For a different view: https://sciencebasedmedicine.org/update-on-glyphosate/

Yup. She's an expert.
https://people.csail.mit.edu/seneff/

Millilitres per acre over 250 acres is cupfuls. How many millilitres? How many cupfuls?
Those chemicals are persistent in soil and water, and enter the foodchain through the crops themselves, and through the meatstock fed the crops.
We've heard a lot about the importance of the "human biome." Guess what? The metabolic cycle (called the shikimate pathway) that is absent in mammals gave glyphosate a free pass on human safety issues. But it's not absent in the gut bacteria upon which our health, immune systems, nervous systems and hormone regulation systems depend.
And it's not only used to kill weeds: it's used as a "crop dessicant" ... to dry out ripe crops rapidly in the name of getting that crop to harvest before everyone else, and not having to wait for the sun and wind to do its work.
That's why/how it's in virtually every foodstuff that's not labelled "organically grown," and even some organically grown crops have been contaminated with GM seeds, grown with glyphosate and thus putting glyphosate into the soil and all the plants around.
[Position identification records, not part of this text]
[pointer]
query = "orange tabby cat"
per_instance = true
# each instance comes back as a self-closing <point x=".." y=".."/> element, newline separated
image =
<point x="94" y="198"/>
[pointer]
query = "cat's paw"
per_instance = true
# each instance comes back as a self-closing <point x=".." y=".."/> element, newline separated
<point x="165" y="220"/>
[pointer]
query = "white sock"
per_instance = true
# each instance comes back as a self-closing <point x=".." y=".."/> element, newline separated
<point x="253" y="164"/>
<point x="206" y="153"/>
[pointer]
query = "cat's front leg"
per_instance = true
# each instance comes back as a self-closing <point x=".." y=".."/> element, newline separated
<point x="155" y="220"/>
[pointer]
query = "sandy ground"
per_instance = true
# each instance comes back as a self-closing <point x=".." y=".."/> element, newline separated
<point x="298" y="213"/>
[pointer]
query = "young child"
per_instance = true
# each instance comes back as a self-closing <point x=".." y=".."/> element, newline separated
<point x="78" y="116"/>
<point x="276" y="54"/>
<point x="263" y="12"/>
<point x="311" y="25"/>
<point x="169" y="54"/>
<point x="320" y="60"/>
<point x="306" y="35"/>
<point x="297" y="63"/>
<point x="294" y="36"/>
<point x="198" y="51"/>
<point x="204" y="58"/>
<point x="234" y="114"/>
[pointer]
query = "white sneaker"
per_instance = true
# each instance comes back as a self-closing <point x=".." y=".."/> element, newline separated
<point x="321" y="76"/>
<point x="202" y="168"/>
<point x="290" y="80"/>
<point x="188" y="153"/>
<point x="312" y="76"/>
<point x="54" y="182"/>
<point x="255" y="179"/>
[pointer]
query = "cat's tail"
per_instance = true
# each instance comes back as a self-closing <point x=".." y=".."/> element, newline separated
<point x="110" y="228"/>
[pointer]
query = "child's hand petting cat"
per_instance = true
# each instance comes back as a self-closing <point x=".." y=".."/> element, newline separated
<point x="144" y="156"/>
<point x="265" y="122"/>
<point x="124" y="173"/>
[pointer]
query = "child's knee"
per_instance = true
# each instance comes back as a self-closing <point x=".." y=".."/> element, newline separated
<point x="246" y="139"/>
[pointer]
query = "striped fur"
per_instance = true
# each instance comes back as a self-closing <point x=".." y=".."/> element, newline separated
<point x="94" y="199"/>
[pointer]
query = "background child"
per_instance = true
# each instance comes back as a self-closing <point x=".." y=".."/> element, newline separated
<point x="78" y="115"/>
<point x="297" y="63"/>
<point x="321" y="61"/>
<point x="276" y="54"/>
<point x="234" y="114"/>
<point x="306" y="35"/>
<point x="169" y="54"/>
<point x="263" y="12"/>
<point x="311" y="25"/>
Worse, glyphosate acts as a chelator of important minerals that are already deficient in our diets, making the otherwise nutritious food we eat inadequate to support human health ... leading to yet more damage and illness.
It's not a fantasy.
Seneff is highly qualified to do this research. See:
https://people.csail.mit.edu/seneff/
So have been her partners in those endeavours, with other qualifications.
What, I wonder, are the qualifications of chemical company lobbyists?